Иосиф Авратинер был другом моих родителей, и я часто забегала в их московскую квартиру на Садовом кольце как к себе домой. Там я несколько раз встречала и Равича-Черкасского, ведшего с хозяином ученые споры о еврейской литературе. Мне было тогда шестнадцать лет, я ни слова не знала на идиш и голова моя была полна звоном советских лозунгов о всеобщем счастье и неизбежности мировой революции.
— Есть интересная новость, — сказал как-то Равич-Черкасский — это было весной 1929 года. — Перец Маркиш вернулся из эмиграции. Он, наверно, уже в Москве. Московским девчонкам, — тут Равич-Черкасский шутливо взглянул на меня, — нужно занять осадное положение: Маркиш красив как Бог.

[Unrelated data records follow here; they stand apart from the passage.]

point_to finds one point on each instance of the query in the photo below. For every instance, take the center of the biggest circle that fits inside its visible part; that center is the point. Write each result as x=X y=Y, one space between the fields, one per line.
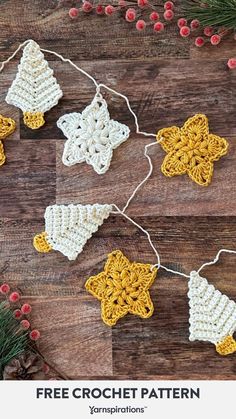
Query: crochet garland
x=123 y=286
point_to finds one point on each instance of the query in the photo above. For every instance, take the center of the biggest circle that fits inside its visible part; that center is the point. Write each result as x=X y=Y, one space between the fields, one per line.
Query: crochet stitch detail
x=41 y=244
x=212 y=315
x=33 y=120
x=68 y=227
x=7 y=127
x=122 y=288
x=92 y=136
x=35 y=90
x=191 y=150
x=227 y=347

— Он, наверно, ходит в шляпе? — с вызовом спросила я.
По понятиям советской молодежи конца двадцатых годов носить шляпу равносильно было принадлежности к буржуям, нэпманам. Мой отец, нефтяной буржуй и «красный купец» в период НЭПа, в 28 году не мог себе позволить ходить в шляпе. А если б он ее и надел, я первая, наверно, осудила бы его с фанерных, выкрашенных «под металл» комсомольских позиций.
— Наверняка в шляпе, — подтвердил Равич-Черкасский. — И кашне, говорят, перебрасывает через плечо. Он объездил полмира, был даже в Палестине.

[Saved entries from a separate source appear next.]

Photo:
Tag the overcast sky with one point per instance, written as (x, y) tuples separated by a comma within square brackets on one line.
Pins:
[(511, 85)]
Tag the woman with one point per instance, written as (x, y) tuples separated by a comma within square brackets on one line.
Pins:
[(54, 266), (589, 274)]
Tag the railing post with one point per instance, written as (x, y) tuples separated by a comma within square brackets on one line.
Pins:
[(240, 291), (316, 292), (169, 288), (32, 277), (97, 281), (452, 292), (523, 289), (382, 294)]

— Какой еврей не хочет поехать в Палестину? — спросил Иосиф Авратинер. — Вы видели такого еврея? Я — нет!
Равич-Черкасский промолчал под вопрошающим взглядом хозяина. Он, надо думать, был согласен с Иосифом Авратинером.
Я забыла об этом разговоре, чтобы вспомнить о нем несколькими днями спустя. Проходя по Садовому кольцу, я по привычке заглянула к Авратинерам. Дверь мне открыл мужчина лет тридцати с небольшим. Он был красив необычайной, ослепительной красотой, и я уставилась на него во все глаза. Мягкий, пастельный овал его лица венчала шапка темных волос, небрежными локонами падавших на лоб. В полумраке передней его глаза в глубоких впадинах мерцали, как синие камни. И одет он был красиво — не так, как одевались в ту пору в России, переживавшей очередные «временные трудности».

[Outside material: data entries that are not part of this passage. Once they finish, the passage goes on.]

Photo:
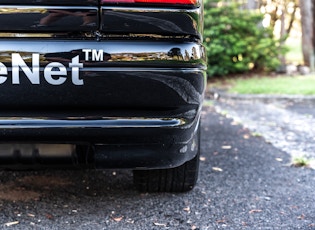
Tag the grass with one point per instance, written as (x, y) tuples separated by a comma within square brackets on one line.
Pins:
[(302, 161), (294, 54), (297, 85)]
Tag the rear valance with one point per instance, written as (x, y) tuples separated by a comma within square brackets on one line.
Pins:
[(50, 2)]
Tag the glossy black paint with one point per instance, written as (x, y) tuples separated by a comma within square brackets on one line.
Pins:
[(48, 18), (151, 21), (139, 106), (51, 2)]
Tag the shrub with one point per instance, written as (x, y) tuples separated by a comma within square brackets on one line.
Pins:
[(236, 41)]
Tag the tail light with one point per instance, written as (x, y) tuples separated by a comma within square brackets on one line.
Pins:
[(182, 2)]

— Знакомься! — сказал мне Авратинер, появляясь в передней вслед за человеком, открывшим мне дверь. — Перец Маркиш!.. Да проходи ты, наконец, в комнату — в соляной столп ты, что ли, обратилась?
Маркиш говорил с Авратинером на идиш, и я, сидя за столом, горько сожалела, что не знаю ни слова на этом языке. Несколько раз Маркиш, взглянув на меня и вспомнив, что я ничего не понимаю, переходил на русский — но тут же, энергично жестикулируя, словно бы забывая о моем присутствии, снова возвращался к идиш. Мне это было немного обидно, я злилась и на себя, и на папу с мамой, не научивших меня родному языку, и на Маркиша с Авратинером. Вскоре я собралась уходить.
Маркиш вышел проводить меня в переднюю.